Needless to say, such notions have been in the air in Brooklyn for a long time. The first food club in the borough, according to an Eagle article dated December 7, 1947, was started at the Gertzog dairy and grocery store, 1294 Sheepshead Bay Road. Part-owner of the store Boris Edelman said, "Women came here and they didn't have enough money to buy the things their families needed." Borrowing an idea from a Philadelphia butcher, he charged a $1.25 weekly fee and sold food items at wholesale prices.  According to his reckoning, he needed at least 350 members in order to turn a profit.

Boris Edelman, part-owner Gertzog Dairy & Grocery Store, 1794 Sheepshead Bay Road.  Mrs Olga Capozucca of 1515 Emmons Ave signs for food club a co-op buying at wholesale prices.

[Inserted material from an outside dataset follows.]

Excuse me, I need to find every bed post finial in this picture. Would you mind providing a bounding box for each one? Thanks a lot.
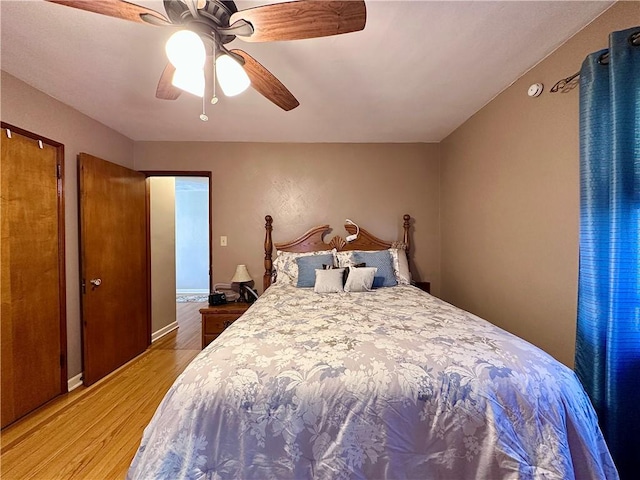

But not everyone was eager to jump on board. One woman refused to believe she could actually save money through the club. Something of a showman, Edelman decided to test her. He said "I pulled a dollar bill out of my pocket and offered it to her for a dime. She refused to take it. 'What's the catch in it?' she wanted to know." 

 

This blog post reflects the opinions of the author and does not necessarily represent the views of Brooklyn Public Library.

 



Save the Slope

Fascinating story; thanks! Wonder what became of Mr Edelman's business? Another "catch" to the Costco model, besides the absurdly huge quantities that you note, is that it requires Brooklynites who shop there to maintain private automobiles with which to convey themselves and their goods to and from the few Costco stores in our borough. And this auto-centric shopping model imposes additional costs on *everyone* in the form of more congested streets, noise and air pollution... even if you never shop there!